"The debate over the best ways to fight climate change has clear parameters. If you are a Democratic candidate for president, you believe climate change is an existential threat not only to the United States but to human civilization. You believe the country needs to reach net-zero carbon emissions by 2050 at the very latest. And there are certain policies you can’t avoid if you want to get there.
Pretty much everyone wants a moratorium on oil and gas leases on public lands. Pretty much everyone wants to create incentives for more sustainable farming practices. And everyone wants to rejoin the Paris climate accord — though the candidates’ proud declarations on that front irritated Senator Cory Booker of New Jersey.
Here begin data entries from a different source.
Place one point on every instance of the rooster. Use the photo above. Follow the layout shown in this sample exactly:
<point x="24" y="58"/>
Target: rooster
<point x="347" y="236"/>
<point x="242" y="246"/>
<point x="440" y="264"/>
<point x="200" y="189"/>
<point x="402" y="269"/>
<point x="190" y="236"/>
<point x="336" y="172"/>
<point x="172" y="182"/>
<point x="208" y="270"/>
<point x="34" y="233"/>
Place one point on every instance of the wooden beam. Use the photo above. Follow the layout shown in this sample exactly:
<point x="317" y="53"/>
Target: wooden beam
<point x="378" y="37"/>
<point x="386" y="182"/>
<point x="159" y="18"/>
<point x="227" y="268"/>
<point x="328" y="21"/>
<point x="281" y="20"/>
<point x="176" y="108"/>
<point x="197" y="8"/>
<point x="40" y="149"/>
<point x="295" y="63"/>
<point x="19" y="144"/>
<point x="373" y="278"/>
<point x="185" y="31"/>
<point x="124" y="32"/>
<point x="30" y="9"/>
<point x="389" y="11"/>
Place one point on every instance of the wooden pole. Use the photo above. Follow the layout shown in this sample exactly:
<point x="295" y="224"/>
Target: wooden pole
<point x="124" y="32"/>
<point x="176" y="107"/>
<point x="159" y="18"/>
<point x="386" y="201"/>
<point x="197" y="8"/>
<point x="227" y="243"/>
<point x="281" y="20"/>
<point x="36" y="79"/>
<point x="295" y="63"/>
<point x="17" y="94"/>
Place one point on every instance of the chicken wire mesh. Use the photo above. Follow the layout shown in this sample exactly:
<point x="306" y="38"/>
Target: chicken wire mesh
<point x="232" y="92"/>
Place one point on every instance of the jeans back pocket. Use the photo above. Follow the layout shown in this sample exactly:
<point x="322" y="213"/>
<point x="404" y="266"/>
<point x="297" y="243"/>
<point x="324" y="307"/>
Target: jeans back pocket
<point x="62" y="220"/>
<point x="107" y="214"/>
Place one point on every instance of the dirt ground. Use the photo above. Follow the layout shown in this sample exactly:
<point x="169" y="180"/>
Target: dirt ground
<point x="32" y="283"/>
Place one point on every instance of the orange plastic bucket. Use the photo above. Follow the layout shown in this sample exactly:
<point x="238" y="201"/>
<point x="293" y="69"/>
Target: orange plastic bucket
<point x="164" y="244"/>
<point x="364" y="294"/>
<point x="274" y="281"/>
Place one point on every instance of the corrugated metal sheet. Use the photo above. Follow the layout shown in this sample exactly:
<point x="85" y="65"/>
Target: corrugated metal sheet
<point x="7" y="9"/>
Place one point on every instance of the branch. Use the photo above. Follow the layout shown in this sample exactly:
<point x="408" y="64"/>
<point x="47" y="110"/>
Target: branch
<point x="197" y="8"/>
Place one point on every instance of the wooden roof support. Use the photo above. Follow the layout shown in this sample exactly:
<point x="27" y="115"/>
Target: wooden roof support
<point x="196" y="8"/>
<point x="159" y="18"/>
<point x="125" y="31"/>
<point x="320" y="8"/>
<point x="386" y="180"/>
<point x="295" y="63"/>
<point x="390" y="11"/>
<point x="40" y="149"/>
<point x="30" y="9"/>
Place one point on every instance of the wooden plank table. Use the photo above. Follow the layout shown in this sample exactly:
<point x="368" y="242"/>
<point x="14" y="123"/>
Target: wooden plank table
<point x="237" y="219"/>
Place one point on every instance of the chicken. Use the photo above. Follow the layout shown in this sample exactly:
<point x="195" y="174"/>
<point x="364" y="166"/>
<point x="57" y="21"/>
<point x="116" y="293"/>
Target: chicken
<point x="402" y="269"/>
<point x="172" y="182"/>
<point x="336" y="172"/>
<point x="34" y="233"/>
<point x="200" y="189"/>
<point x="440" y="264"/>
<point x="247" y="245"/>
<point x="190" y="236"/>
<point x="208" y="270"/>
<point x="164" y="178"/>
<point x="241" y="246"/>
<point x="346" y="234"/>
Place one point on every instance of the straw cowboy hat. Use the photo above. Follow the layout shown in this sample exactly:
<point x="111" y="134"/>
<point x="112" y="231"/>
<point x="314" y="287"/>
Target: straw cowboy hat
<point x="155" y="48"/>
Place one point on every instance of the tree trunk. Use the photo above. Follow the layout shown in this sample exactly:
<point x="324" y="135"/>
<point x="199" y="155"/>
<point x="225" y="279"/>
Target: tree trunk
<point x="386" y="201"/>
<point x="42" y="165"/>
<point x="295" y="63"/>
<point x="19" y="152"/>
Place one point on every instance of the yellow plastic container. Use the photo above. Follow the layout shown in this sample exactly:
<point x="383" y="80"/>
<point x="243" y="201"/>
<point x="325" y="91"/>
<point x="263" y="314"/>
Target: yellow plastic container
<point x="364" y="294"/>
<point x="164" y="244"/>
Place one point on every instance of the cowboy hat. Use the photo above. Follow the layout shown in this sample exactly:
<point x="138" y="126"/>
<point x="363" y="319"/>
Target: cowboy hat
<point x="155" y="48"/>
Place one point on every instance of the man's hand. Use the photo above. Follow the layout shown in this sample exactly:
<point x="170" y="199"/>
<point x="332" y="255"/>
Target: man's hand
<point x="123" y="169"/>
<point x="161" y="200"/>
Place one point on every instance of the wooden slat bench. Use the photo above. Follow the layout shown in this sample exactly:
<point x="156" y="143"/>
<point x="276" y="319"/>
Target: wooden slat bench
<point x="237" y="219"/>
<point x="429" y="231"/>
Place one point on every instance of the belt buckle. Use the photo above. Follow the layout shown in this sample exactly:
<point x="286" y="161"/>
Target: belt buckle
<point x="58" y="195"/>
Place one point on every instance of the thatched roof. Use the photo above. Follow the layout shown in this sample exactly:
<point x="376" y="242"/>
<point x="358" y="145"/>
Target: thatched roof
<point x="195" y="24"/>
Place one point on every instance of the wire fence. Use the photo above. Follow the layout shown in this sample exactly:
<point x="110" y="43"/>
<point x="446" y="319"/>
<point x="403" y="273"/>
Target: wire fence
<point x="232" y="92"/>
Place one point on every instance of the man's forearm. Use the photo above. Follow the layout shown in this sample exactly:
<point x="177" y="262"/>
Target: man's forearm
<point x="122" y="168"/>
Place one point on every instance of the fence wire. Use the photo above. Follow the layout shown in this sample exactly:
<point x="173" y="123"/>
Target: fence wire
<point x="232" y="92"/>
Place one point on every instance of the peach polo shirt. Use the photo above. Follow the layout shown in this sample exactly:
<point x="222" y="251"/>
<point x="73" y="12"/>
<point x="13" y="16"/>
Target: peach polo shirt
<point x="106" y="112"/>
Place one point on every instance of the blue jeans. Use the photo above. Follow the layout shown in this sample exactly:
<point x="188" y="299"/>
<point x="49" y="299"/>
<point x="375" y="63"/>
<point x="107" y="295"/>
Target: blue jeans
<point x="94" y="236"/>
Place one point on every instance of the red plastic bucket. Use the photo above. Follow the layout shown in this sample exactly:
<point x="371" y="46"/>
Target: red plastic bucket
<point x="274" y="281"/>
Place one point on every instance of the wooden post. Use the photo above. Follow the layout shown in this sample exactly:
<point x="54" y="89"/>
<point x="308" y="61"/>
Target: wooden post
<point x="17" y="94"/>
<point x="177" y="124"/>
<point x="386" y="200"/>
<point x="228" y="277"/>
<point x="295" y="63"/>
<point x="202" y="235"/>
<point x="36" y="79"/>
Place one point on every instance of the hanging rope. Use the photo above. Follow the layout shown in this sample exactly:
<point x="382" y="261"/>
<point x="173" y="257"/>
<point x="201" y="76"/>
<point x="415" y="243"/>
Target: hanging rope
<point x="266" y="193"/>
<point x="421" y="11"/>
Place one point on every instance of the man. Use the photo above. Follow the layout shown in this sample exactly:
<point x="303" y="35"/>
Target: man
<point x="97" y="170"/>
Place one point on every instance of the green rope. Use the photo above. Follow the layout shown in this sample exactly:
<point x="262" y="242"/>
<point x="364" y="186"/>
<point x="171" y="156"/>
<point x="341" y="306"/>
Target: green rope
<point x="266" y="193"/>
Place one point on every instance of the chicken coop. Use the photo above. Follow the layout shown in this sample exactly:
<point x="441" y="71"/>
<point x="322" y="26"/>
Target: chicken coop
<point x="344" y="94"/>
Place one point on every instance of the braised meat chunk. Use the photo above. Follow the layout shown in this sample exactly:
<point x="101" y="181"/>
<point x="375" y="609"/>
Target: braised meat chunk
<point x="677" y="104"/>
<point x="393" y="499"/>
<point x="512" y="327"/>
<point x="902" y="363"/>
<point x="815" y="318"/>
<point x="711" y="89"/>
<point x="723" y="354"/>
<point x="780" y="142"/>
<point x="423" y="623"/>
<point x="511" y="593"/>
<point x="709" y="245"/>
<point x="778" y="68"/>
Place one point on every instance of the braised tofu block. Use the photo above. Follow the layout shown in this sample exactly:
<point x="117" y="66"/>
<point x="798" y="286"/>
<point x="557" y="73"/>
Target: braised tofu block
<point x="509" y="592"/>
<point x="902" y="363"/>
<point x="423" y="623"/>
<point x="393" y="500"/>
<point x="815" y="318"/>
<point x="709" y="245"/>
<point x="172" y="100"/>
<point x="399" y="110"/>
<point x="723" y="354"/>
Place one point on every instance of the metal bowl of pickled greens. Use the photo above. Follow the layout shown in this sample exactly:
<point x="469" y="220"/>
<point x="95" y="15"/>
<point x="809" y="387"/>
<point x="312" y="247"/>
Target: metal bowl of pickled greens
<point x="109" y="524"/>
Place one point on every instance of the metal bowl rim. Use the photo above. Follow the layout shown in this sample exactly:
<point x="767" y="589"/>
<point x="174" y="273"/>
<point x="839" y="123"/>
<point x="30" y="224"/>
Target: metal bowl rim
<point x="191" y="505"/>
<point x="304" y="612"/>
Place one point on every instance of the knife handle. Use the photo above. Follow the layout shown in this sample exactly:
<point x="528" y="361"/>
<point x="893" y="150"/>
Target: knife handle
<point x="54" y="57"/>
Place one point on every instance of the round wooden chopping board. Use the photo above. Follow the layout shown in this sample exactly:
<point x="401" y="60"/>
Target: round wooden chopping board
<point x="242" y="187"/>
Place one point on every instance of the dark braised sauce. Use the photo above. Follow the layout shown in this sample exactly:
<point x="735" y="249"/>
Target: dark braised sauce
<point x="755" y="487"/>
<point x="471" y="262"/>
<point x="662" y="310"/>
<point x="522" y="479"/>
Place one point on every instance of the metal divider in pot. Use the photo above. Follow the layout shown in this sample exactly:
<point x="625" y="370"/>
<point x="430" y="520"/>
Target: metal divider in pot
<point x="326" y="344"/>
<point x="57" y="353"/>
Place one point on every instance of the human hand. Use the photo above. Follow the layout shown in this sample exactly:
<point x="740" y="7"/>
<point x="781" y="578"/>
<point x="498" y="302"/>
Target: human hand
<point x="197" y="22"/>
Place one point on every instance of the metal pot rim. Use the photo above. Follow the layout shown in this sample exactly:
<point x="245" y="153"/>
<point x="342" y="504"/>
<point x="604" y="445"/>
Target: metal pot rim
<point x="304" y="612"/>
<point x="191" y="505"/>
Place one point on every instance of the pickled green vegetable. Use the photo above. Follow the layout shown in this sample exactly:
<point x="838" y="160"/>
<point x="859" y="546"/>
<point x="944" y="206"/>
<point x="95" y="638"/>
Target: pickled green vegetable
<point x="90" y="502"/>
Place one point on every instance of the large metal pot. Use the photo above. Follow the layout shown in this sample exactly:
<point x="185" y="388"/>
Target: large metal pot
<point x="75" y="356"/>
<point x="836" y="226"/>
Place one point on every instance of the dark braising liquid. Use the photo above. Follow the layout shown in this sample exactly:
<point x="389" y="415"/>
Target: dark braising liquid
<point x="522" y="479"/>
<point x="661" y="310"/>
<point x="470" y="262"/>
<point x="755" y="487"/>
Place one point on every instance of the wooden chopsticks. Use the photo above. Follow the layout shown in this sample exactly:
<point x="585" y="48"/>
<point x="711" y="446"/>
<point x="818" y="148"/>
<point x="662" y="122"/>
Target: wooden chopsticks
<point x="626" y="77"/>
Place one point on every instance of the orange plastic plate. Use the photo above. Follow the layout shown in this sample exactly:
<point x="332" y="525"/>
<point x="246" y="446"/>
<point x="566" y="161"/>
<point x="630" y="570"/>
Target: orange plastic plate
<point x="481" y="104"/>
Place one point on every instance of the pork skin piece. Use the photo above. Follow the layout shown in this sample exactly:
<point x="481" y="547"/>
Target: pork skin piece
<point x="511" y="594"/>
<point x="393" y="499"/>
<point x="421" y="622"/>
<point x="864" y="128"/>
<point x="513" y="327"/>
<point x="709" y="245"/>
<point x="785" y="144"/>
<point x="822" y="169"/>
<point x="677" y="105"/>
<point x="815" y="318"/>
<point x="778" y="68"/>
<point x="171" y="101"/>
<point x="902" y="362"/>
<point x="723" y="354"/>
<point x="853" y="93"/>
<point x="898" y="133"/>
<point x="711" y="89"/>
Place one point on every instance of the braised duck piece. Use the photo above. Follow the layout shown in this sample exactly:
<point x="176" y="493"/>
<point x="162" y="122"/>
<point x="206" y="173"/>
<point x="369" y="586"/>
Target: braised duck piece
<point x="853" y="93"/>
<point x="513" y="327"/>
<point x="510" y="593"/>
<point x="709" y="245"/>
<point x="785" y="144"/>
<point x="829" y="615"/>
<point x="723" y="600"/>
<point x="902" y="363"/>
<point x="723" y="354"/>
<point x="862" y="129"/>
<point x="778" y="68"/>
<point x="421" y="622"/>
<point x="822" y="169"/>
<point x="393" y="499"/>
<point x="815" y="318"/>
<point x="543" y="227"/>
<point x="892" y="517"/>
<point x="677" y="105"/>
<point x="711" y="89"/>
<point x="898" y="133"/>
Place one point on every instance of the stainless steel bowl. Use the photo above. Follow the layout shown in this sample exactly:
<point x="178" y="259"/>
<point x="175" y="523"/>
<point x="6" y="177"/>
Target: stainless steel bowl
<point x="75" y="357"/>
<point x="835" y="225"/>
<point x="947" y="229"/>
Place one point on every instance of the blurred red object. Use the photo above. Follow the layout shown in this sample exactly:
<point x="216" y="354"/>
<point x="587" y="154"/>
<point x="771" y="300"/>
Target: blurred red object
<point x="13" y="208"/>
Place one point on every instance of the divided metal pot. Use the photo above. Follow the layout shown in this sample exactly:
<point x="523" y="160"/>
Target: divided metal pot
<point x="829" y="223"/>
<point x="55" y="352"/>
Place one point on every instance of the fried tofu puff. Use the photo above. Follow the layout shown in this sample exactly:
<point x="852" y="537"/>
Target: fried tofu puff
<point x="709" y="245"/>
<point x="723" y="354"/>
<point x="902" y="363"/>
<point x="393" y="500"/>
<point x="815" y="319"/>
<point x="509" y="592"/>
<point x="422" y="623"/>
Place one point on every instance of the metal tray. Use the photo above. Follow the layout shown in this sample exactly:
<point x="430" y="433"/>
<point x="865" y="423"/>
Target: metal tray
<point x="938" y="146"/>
“I’m sorry,” he said. “That is, like, a cost of entry even to run for president or talk about the presidency.”
Most of the candidates also support some form of putting a price on carbon emissions, at least in theory. But their level of specificity varies: Andrew Yang, the tech entrepreneur, knows exactly how much he wants to charge per ton of carbon dioxide, while Ms. Klobuchar wants to see who controls Congress before deciding whether to pursue a tax or a cap-and-trade program or something else.
One thing is certain: All of the candidates want to spend money, and lots of it — money for clean energy research, money to develop carbon-capture technologies, money to expand public transportation, and money to help communities withstand the effects of climate change already underway."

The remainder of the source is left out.